Governare il cambiamento

La politica e le istituzioni possono governare il cambiamento e armonizzarlo con i propri obiettivi di sviluppo e crescita. Idee, visioni e suggestioni non mancano. La voglia di cooperare sul piano internazionale neppure.

Una dimostrazione di ciò è il Summit, tenutosi lo scorso 17 maggio a Milano, presso Palazzo Pirelli, dal titolo “Shaping Policies for Tomorrow’s Innovations”. L’evento è stato organizzato dalla Global Trade and Innovation Alliance (GTIPA), un’organizzazione formata da un gruppo di più di 20 think tank provenienti da tutto il mondo, insieme a Competere e I-com (Istituto per la competitività). L’obiettivo comune: confrontare best practice e proporre alle istituzioni, alcune delle quali presenti, idee, visioni e suggestioni per affrontare le sfide del futuro.

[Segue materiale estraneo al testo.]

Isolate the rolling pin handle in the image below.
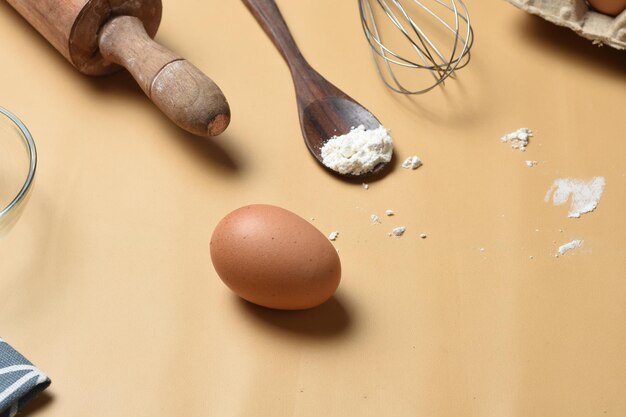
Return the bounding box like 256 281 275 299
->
98 16 230 136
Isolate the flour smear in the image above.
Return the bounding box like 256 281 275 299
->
544 177 606 218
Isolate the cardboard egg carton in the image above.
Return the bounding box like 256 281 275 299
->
507 0 626 49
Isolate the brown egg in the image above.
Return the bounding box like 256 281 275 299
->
211 204 341 310
588 0 626 16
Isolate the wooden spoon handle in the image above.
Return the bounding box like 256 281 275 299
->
98 16 230 136
243 0 308 70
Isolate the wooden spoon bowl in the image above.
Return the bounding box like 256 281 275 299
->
243 0 387 178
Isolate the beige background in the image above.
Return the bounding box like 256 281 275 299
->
0 0 626 417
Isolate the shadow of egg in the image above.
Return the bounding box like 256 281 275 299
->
238 295 353 338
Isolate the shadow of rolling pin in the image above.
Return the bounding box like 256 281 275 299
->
7 0 230 136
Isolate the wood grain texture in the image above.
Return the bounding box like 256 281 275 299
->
7 0 162 75
243 0 385 177
99 16 230 136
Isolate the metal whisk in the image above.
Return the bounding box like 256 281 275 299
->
359 0 474 94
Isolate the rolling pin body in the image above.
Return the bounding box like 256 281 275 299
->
7 0 230 136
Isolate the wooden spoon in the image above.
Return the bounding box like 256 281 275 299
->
243 0 387 177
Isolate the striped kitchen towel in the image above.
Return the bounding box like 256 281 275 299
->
0 339 50 417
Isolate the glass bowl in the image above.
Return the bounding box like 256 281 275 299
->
0 107 37 237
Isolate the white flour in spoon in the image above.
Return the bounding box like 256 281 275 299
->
544 177 606 218
321 125 393 175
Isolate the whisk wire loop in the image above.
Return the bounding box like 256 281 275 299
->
359 0 474 94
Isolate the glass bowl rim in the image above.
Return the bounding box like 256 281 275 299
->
0 106 37 219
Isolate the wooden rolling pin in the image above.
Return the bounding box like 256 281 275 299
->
7 0 230 136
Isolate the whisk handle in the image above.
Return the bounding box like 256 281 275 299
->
242 0 307 68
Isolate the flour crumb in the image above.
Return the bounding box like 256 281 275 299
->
321 125 393 175
500 127 533 152
544 177 606 218
556 239 584 257
402 155 423 169
391 226 406 236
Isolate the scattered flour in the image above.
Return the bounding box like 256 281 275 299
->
391 226 406 236
544 177 606 218
556 239 584 257
321 125 393 175
500 127 533 152
402 155 423 169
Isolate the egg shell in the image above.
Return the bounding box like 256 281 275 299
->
211 204 341 310
589 0 626 16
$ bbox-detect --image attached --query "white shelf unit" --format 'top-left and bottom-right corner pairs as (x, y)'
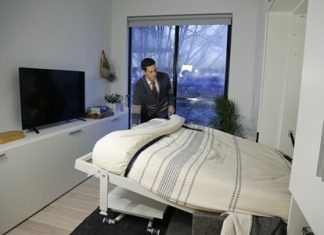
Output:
(0, 113), (128, 234)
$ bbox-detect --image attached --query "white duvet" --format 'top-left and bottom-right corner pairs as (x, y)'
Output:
(93, 115), (291, 221)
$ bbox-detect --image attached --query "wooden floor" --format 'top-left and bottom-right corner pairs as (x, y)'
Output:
(7, 177), (99, 235)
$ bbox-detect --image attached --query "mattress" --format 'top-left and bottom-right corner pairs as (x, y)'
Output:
(92, 115), (291, 221)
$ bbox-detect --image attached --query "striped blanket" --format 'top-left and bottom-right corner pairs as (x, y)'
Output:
(93, 115), (291, 221)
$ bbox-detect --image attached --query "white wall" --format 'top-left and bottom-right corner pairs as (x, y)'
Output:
(0, 0), (111, 132)
(258, 8), (306, 156)
(290, 0), (324, 234)
(111, 0), (262, 133)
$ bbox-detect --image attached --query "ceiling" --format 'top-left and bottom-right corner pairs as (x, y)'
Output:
(270, 0), (307, 14)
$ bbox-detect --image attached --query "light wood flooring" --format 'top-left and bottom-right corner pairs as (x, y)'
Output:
(6, 177), (99, 235)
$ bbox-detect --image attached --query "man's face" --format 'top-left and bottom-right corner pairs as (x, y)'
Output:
(143, 64), (156, 81)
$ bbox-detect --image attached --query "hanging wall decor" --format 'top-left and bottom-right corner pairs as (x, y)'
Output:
(100, 50), (116, 82)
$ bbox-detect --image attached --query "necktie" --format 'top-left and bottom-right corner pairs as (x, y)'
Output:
(151, 81), (159, 98)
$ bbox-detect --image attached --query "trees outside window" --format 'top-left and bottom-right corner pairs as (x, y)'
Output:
(129, 24), (231, 126)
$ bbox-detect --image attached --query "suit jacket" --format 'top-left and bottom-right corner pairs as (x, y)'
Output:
(132, 72), (174, 124)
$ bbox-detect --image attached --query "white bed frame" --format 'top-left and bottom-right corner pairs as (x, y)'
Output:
(75, 152), (194, 231)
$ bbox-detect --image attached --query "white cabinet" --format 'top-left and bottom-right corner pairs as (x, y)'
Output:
(0, 113), (128, 234)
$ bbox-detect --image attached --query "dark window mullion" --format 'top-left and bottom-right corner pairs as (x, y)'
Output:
(224, 25), (232, 97)
(172, 25), (179, 108)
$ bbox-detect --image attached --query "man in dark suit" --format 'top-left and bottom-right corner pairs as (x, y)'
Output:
(132, 58), (175, 126)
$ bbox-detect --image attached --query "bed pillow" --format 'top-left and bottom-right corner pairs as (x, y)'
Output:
(92, 115), (185, 175)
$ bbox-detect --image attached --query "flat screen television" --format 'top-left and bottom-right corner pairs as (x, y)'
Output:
(19, 67), (85, 132)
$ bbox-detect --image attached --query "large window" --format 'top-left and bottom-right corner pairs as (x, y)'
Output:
(129, 14), (231, 126)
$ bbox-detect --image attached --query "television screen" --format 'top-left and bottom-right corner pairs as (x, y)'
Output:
(19, 68), (85, 130)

Industria 4.0, politiche e raccomandazioni

I temi dell’automazione e della digitalizzazione dei processi e dei servizi sono stati centrali nelle riflessioni esposte da parte di tutti i relatori. In particolare, la prima parte dei lavori è stata dedicata all’industria 4.0, alle specifiche politiche che sono state portate avanti e alle raccomandazioni per i prossimi passi verso il pieno sviluppo di questo nuovo paradigma industriale che è destinato a cambiare profondamente il modo di fare impresa.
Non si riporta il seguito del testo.